Many times when I could not get out of the city for a vacation I have walked up Fifth Avenue at the end of the day and have half closed my eyes in order to see men and women as the blind man saw them when his eyes were first touched by the Master--see them as "trees walking."

But the longing of all at times, whether it be an atavistic or a cultivated longing, is for the real trees and all that goes with them. Immediately there open valleys with "pitcher" elms, so graceful that one thinks of the famous line from the Odyssey in which Ulysses says that once he saw a tree as beautiful as the most beautiful woman--valleys with elms, hill-tops with far-signaling poplars, mountains with pines, or prairies with their groves and orchards. About every city lies an environing charm, even if it have no trees, as, for example, Cheyenne, Wyoming, where, stopping for a few hours not long ago, I spent most of the time walking out to the encircling mesas that give view of both mountains and city. I have never found a city without its walkers' rewards. New York has its Palisade paths, its Westchester hills and hollows, its "south shore" and "north shore," and its Staten Island (which I have often thought of as Atlantis, for once on a holiday I took Plato with me to spend an afternoon on its littoral, away from the noise of the city, and on my way home found that my Plato had stayed behind, and he never reappeared, though I searched car and boat). Chicago has its miles of lake shore walks; Albany, its Helderbergs; and San Francisco, its Golden Gate Road. And I recall with a pleasure which the war cannot take away a number of suburban European walks. One was across the Campagna from Frascati to Rome, when I saw an Easter week sun go down behind the Eternal City. Another was out to Fiesole from Florence and back again; another, out and up from where the SaÙne joins the Rhone at Lyons; another, from Montesquieu's château to Bordeaux; another, from Edinburgh out to Arthur's Seat and beyond; another, from Lausanne to Geneva, past Paderewski's villa, along the glistening lake with its background of Alps; and still another, from Eton (where I spent the night in a cubicle looking out on Windsor Castle) to London, starting at dawn. One cannot know the intimate charm of the urban penumbra who makes only shuttle journeys by motor or street cars.

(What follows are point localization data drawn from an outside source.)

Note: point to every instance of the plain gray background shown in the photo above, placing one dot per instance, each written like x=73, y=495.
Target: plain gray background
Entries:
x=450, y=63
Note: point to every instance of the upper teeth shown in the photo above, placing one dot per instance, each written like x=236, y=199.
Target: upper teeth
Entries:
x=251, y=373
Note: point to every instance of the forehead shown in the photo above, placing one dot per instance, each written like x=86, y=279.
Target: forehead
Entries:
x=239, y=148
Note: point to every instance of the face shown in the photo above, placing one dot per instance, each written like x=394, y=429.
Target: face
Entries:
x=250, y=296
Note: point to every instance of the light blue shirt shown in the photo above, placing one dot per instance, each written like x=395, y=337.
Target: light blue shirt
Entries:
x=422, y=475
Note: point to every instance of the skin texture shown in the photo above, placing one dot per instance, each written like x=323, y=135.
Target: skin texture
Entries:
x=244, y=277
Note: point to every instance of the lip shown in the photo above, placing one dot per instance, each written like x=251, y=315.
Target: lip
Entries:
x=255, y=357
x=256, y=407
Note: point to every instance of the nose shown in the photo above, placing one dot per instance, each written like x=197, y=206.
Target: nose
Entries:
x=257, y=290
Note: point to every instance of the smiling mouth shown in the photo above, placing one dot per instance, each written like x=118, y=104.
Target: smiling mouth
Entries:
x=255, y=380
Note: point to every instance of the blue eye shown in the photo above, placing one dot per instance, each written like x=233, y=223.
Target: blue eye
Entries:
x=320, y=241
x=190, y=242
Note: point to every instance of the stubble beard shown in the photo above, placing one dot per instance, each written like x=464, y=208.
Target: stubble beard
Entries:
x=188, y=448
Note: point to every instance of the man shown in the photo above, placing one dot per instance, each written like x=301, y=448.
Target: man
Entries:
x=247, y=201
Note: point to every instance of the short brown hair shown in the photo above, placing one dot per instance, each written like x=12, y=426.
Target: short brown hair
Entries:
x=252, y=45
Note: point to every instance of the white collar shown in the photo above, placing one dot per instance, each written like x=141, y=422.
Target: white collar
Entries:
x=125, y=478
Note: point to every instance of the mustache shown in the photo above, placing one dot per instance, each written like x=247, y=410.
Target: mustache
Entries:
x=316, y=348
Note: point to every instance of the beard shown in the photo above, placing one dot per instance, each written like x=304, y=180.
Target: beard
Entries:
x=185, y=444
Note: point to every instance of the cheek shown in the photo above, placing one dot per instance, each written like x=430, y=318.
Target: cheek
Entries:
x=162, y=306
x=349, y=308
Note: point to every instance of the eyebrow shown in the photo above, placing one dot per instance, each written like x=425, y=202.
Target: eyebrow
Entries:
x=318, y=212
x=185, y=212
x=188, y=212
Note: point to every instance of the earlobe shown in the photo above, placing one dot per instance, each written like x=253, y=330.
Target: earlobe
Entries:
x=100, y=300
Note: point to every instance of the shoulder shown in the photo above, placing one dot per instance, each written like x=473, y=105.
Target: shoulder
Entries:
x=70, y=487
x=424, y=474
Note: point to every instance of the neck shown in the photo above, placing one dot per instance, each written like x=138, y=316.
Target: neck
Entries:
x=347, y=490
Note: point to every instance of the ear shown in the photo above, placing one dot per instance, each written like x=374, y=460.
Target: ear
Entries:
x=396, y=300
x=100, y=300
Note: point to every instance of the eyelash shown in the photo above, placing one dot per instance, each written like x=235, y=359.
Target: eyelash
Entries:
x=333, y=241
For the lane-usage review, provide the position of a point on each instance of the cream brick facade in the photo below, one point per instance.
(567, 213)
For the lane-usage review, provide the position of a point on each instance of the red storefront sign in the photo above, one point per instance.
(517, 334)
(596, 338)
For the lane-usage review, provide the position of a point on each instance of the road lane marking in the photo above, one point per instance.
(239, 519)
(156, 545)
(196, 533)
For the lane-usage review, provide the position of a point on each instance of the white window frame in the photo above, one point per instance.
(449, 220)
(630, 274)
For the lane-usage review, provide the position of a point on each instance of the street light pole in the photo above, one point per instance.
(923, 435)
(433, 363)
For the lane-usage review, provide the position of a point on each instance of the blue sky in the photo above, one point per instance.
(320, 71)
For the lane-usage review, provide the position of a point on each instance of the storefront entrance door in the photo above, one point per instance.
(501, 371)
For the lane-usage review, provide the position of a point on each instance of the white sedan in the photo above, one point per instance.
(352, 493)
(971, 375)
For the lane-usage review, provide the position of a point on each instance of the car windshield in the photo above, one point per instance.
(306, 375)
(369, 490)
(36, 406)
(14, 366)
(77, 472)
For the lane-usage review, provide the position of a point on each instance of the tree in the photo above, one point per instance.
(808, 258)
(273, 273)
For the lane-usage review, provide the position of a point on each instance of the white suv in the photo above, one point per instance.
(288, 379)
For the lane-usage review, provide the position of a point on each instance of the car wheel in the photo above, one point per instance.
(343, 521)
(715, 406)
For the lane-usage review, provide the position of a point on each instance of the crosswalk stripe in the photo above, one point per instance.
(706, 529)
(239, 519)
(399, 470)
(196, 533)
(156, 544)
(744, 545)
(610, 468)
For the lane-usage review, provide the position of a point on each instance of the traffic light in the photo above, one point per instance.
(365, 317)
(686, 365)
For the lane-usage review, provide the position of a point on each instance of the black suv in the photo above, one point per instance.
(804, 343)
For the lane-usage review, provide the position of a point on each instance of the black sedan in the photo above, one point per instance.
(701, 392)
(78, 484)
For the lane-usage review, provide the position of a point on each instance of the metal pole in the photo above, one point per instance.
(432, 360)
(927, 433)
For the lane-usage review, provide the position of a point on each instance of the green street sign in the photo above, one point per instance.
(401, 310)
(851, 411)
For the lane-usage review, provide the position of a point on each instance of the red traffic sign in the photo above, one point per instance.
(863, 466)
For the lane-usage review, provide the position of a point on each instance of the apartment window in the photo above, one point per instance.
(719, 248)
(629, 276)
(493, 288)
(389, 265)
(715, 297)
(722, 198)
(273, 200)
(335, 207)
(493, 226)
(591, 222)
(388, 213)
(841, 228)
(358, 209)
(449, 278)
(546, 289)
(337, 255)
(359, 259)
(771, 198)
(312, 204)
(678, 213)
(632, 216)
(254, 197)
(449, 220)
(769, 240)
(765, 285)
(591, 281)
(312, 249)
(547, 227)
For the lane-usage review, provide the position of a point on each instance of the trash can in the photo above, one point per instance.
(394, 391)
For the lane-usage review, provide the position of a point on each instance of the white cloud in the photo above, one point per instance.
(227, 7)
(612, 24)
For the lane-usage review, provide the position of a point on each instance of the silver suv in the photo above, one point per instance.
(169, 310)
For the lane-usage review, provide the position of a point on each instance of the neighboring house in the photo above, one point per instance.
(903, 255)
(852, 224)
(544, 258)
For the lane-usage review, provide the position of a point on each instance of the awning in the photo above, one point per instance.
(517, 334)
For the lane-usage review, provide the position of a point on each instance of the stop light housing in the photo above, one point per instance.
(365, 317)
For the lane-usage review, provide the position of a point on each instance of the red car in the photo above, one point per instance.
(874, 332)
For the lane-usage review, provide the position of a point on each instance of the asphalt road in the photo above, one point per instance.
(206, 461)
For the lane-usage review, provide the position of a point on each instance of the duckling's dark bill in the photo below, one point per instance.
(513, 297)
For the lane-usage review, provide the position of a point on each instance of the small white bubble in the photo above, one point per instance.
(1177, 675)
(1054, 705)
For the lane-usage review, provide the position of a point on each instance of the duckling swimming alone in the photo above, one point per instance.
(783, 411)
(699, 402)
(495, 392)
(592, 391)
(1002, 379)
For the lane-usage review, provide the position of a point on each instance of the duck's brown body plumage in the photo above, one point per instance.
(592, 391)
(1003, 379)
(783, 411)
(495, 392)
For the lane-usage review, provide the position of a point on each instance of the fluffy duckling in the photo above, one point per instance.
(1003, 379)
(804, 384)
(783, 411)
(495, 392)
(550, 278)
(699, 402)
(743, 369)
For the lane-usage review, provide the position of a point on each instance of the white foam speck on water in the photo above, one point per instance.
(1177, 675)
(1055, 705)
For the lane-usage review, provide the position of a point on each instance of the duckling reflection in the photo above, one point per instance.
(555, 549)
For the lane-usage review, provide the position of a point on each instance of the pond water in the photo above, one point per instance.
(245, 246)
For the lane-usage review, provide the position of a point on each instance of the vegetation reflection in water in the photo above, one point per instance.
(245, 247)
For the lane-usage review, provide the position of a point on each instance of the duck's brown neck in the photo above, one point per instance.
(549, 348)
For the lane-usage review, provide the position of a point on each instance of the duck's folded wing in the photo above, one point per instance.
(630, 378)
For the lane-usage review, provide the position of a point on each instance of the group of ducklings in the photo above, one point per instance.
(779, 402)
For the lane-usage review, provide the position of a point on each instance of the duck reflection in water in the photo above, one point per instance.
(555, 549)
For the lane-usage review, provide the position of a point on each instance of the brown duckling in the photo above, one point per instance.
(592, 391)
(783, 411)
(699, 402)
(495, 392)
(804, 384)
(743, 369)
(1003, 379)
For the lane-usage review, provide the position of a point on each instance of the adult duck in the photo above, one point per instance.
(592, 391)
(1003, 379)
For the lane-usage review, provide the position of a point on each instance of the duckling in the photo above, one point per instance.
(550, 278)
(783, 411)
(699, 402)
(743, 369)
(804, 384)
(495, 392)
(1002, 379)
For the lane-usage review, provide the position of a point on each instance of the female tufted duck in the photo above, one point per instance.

These are near journeys, but there are times when they do not satisfy, when one must set out on a far journey, test one's will and endurance of body, or get away from the usual. Sometimes the long walk is the only medicine. Once when suffering from one of the few colds of my life (incurred in California) I walked from the rim of the Grand Canyon of the Colorado down to the river and back (a distance of fourteen miles, with a descent of five thousand feet and a like ascent), and found myself entirely cured of the malady which had clung to me for days. My first fifty-mile walk years ago was begun in despair over a slow recovery from the sequelæ of diphtheria.

But most of these far walks have been taken just for the joy of walking in the free air. Among these have been journeys over Porto Rico (of two hundred miles), around Yellowstone Park (of about one hundred and fifty miles, making the same stations as the coaches), over portages along the waterways following the French explorers from the Gulf of St. Lawrence to the Gulf of Mexico, and in country roads visiting one-room schools in the State of New York and over the boundless prairie fields long ago.

But the walks which I most enjoy, in retrospect at any rate, are those taken at night. Then one makes one's own landscape with only the help of the moon or stars or the distant lights of a city, or with one's unaided imagination if the sky is filled with cloud.

The next better thing to the democracy of a road by day is the monarchy of a road by night, when one has one's own terrestrial way under guidance of a Providence that is nearer. It was in the "cool of the day" that the Almighty is pictured as walking in the garden, but I have most often met him on the road by night.